What if you think for yourself and decide that God is wiser and can make better moral decisions than you and can teach you a lot?
I guess the objectivist collective would object to that level of individuality.
I guess the objectivist collective would object to that level of individuality.
"Objectivist" and "collective" are contradictory terms; but letting that go, Objectivists defend the right of every individual to believe and practice their beliefs and teach their beliefs, no matter what those beliefs are. No Objectivist would ever attempt to prevent any individual from believing or worshipping as they choose.
An Objectivist might not agree with what you believe, and might exercise their own right to teach what they beleive, but would never prevent you, or, if it were in their power, allow anyone else to prevent you from believing and choosing the way you are convinced is correct.

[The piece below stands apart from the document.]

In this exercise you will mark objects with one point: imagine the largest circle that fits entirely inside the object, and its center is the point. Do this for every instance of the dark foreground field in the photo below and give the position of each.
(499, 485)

The question is, are religious people willing to extend that kind of freedom to all others? Everyone would enjoy freedom of religion under an Objectivist system. This is not true under most religious system.
Hank
Which God? Just about everybody has their own version. Do you really just get to pick and choose? I am convinced the Moslem GOD is about as evil as it gets but one billion people seem to follow that one. How do you decide when the criteria of choice is faith? When you have automaticly thrown out reason from your decision? Just go with the one your parents taught you? If among all the Gods presented to us do we have any that are consistant with scientific discoverys or that actually predicted them? If there is a God why should he care about us at all? We'd be to Him like Bacteria are to us. Small, numerous and easily ignored.